Immunohistochemistry

For section immunohistochemistry, Nr6a1 litters were collected at E9.0 and fixed overnight in 1% PFA at 4 °C. Embryos were processed through a sucrose gradient, mounted in Tissue Tek OCT (VWR, West Chester, PA) and sectioned at 10 microns. Sections were rinsed 3 times with PBS 0.1% TritionX-100 (PBT) for 5 min and blocked in 10% goat serum (Invitrogen, Carlsbad, CA) in PBT for 1 hour at room temperature. Slides were incubated in primary antibody diluted in blocking solution at 4 °C overnight. The monoclonal antibodies SOX2 (R & D Systems, Minneapolis, MN) and pHH3 (Upstate/Millipore, Billerica, MA) were both used at 1:500. The antibody to PAX3 was obtained from the Developmental Studies Hybridoma Bank (Iowa City, IA 52242). TUNEL staining (Roche Life Sciences) was performed according to the manufacturer’s instructions. Slides were rinsed 3 times for 10 min in PBT at room temperature on a shaker and incubated in the appropriate Alexa secondary antibody (Molecular probes/Invitrogen, Carlsbad, CA) at 1:250 for 2 h at 4 °C. Sections were counterstained with a 1:1000 dilution of 2 mg/mL DAPI (Sigma, St. Louis, MO) in PBS for 5 min, followed by rinses in PBS before mounting slides with VectaShield (Vector Laboratories, Newark, CA). All images were collected using a Zeiss Axioplan microscope and processed using Illustrator (Adobe, San Jose, CA).

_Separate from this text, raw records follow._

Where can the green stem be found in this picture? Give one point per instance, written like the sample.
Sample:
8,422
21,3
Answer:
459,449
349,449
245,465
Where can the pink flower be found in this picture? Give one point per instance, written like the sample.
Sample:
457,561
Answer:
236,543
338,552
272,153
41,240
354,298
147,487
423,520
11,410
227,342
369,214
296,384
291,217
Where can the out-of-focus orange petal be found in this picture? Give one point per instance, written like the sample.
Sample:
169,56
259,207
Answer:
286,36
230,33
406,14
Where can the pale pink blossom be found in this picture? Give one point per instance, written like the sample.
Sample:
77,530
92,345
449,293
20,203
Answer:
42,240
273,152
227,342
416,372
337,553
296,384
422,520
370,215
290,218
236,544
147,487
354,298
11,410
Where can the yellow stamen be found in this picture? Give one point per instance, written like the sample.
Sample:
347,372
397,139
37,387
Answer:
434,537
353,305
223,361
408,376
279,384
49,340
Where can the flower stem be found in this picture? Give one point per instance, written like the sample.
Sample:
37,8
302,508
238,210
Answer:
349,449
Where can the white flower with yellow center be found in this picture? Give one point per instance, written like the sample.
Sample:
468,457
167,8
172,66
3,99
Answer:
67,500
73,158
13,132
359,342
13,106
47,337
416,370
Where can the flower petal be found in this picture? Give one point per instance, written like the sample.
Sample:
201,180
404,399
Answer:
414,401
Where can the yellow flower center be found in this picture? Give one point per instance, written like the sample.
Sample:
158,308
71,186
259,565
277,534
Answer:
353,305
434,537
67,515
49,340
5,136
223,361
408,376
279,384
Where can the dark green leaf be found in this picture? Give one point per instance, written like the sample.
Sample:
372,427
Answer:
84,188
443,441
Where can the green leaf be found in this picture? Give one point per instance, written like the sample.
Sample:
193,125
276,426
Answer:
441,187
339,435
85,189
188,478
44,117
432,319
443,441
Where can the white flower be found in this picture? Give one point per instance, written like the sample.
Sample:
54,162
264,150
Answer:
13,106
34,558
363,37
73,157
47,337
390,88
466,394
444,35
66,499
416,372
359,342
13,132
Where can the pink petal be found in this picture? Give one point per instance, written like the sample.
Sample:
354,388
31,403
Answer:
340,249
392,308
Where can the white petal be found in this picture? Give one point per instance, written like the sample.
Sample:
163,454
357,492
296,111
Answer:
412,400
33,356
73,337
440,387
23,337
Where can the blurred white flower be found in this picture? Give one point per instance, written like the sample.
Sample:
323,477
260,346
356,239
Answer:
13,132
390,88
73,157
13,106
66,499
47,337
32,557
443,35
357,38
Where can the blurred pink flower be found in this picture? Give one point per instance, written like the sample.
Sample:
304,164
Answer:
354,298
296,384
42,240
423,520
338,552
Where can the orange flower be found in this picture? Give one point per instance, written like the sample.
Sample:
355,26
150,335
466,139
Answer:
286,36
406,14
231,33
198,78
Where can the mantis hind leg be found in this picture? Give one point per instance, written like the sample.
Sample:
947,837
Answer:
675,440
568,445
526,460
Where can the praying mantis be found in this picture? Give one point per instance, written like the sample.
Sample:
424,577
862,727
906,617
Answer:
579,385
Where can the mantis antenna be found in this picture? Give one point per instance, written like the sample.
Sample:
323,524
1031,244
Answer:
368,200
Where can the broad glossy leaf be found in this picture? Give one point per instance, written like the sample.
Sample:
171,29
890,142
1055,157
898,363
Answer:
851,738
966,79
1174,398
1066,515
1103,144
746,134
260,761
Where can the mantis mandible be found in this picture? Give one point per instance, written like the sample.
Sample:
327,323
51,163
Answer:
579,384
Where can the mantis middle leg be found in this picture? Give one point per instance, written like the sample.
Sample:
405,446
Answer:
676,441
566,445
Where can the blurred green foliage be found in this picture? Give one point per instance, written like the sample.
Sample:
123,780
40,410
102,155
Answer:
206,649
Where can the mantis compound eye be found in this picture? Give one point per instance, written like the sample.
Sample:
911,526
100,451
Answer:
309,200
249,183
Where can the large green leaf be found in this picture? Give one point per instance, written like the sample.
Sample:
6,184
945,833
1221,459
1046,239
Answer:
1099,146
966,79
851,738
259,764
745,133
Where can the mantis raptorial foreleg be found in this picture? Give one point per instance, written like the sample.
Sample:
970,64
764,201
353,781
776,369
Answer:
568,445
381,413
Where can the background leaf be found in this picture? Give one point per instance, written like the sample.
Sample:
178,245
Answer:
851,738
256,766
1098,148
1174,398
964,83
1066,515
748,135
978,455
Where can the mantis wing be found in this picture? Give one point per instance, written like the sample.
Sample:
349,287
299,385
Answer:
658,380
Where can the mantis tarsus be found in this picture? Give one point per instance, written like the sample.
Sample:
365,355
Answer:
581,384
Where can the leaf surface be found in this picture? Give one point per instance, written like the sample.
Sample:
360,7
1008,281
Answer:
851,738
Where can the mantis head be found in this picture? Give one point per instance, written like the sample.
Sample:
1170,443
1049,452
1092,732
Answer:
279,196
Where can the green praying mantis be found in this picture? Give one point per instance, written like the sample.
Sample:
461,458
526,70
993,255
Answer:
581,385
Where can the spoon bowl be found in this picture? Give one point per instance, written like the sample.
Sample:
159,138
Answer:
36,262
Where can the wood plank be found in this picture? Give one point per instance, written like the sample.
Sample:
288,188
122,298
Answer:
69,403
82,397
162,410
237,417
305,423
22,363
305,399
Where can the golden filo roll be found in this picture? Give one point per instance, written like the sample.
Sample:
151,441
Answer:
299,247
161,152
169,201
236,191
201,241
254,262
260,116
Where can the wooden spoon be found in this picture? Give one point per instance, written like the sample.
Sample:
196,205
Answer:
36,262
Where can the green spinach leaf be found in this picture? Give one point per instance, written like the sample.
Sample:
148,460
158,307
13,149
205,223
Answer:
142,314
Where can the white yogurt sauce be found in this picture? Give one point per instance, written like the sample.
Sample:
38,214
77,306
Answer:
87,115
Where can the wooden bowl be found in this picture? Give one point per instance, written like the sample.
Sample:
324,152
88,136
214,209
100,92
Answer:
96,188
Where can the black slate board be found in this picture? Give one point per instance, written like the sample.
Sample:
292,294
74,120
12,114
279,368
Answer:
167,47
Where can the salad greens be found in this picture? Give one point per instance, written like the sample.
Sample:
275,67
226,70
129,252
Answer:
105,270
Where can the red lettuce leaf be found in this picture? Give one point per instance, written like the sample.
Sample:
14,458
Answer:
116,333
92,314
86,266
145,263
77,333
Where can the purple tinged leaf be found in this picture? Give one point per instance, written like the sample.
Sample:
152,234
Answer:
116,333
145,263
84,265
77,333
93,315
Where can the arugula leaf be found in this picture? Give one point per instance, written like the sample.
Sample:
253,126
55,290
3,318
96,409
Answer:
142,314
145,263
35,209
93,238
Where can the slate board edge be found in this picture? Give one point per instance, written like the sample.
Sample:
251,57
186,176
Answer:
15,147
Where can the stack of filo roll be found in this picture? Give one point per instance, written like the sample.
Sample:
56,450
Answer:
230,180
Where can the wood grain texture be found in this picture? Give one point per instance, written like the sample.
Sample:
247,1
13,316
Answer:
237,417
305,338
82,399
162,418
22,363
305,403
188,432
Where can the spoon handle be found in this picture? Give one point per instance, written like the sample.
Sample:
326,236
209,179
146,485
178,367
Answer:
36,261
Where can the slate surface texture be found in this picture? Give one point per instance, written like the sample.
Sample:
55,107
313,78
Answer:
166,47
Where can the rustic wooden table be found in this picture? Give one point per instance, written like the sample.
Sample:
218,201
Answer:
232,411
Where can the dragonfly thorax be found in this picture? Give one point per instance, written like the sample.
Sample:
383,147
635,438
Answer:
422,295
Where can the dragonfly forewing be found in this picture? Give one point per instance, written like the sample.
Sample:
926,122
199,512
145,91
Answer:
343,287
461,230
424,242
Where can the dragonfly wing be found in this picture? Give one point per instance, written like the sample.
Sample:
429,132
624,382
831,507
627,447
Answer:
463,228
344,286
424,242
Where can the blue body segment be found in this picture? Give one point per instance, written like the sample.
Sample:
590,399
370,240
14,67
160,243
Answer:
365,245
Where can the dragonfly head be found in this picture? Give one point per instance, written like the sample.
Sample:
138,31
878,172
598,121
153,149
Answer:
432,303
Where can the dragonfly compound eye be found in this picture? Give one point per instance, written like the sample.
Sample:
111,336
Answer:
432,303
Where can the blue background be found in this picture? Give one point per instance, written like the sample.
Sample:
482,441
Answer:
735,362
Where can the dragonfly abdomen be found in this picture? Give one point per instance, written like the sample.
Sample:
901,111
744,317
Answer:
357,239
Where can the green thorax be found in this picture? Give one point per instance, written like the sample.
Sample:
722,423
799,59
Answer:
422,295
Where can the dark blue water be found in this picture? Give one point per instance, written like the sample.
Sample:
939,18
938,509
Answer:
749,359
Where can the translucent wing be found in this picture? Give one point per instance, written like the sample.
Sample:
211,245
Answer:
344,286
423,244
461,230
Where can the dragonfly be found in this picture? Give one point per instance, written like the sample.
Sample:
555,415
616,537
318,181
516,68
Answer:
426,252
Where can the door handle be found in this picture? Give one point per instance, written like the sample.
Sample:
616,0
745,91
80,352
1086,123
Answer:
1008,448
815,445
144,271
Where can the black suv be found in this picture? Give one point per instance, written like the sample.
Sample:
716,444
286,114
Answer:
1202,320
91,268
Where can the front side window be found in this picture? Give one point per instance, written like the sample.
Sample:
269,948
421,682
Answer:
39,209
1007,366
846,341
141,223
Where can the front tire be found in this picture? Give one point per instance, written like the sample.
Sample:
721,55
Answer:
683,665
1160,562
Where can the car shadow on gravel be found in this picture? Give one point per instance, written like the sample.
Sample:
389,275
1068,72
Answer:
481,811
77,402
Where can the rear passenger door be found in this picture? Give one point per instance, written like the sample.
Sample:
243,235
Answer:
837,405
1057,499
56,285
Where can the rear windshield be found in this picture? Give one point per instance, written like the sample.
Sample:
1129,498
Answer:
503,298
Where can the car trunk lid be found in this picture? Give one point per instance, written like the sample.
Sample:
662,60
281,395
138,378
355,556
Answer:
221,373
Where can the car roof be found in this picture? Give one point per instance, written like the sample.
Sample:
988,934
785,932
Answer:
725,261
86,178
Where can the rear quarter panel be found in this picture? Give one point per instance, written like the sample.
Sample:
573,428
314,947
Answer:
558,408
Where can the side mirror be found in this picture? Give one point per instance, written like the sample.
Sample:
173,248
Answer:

Immunostaining of whole embryos and cultured cells was performed as previously described^142,143. For whole mount immunostaining a SOX10 antibody (1:500; Abcam, ab155279) was used together with GFP (1:1000; Abcam, ab13970). The WTC-11 human induced pluripotent stem cell line was obtained from the Coriell Institute (#GM25256). hiPSCs were plated in an iBidi 8-well plate (Ibidi #80826) and maintained as pluripotent stem cells or differentiated into NCC. Cells were fixed in 4% PFA (Alfa Aesar via VWR Cat. No. AA43368-9M) for 15 min at room temperature and then permeabilized in PBS + 0.3% Tx-100 (Millipore Sigma, #TX1568, PBST) for 20 min at room temperature. Cells were blocked using PBST + 0.5% BSA (Millipore Sigma, #2910) for 1–2 h at room temperature and incubated in primary antibody in blocking buffer overnight at 4 °C. The following primary antibodies were used on cells: Oct4 (R&D Systems, #MAB1759 1:50), Nanog (R&D Systems, #1997 1:40), Sox10 (R&D Systems, #2864 1:100), and Tfap2a (Invitrogen, #3B5 1:50). The cells were washed 3 times for 5 min with PBST and 0.5% BSA (Millipore Sigma, #2910) before incubating in secondary antibody and blocking solution. The following secondary antibodies were used at a 1:500 dilution: Donkey anti-Rabbit IgG (H + L) Alexa Fluor™ 546 (ThermoFisher #A10040), Donkey anti-Goat IgG (H + L) Alexa Fluor™ 488 (ThermoFisher, #A11055), and Donkey anti-Mouse IgG (H + L) Alexa Fluor™ 546 (ThermoFisher, #10036) at room temperature for 1-2 hours. The cells were then washed 3 times for 5 min with PBST and 0.5% BSA, mounted in Vectashield in DAPI (Vector Laboratories, #H-1200-10) and imaged. All images were individually acquired with the same settings, and brightness and contrast were adjusted the same throughout.

Microarray

E9.0 wildtype embryos and Nr6a1^−/− embryos were isolated and total RNA was extracted from whole embryos using TRIzol reagent. Concentration and quality of RNA were determined by spectrophotometer and Agilent bioanalyzer analysis (Agilent Technologies, Inc., Palo Alto, CA). For array analysis, labeled mRNA targets were prepared with 150 ng total RNA using MessageAmp III RNA Amplification Kit (Applied Biosystems / Ambion, Austin, TX) according to the manufacturer’s specifications. Array analysis was performed using Affymetrix GeneChip Mouse Genome 430 2.0 Arrays processed with the GeneChip Fluidics Station 450 and scanned with a GeneChip Scanner 3000 7 G using standard protocols. Resulting CEL files were analyzed using RMA and limma in the R statistical environment⁸⁴. The microarray data are publicly available in the Gene Expression Omnibus using accession number GSE166458.

Bulk RNA-sequencing

E8.75 Nr6a1^−/− and wild type control littermates of between 9-11 somites were isolated and bisected into anterior (rostral to and including the first branchial arch) and posterior (caudal to and including the second branchial arch) samples. Total RNA was extracted from whole embryos using an RNA micro Kit. Concentration and quality of RNA were determined by bioanalyzer analysis. RNA-seq was run using single-end 50 bp sequencing reads with Illumina HiSeq 4000. FASTQ files were aligned with STAR, and EdgeR was used for differential expression analysis between mutant and wildtype⁸⁴. The RNA-seq data are publicly available in the Gene Expression Omnibus using accession number GSE180427.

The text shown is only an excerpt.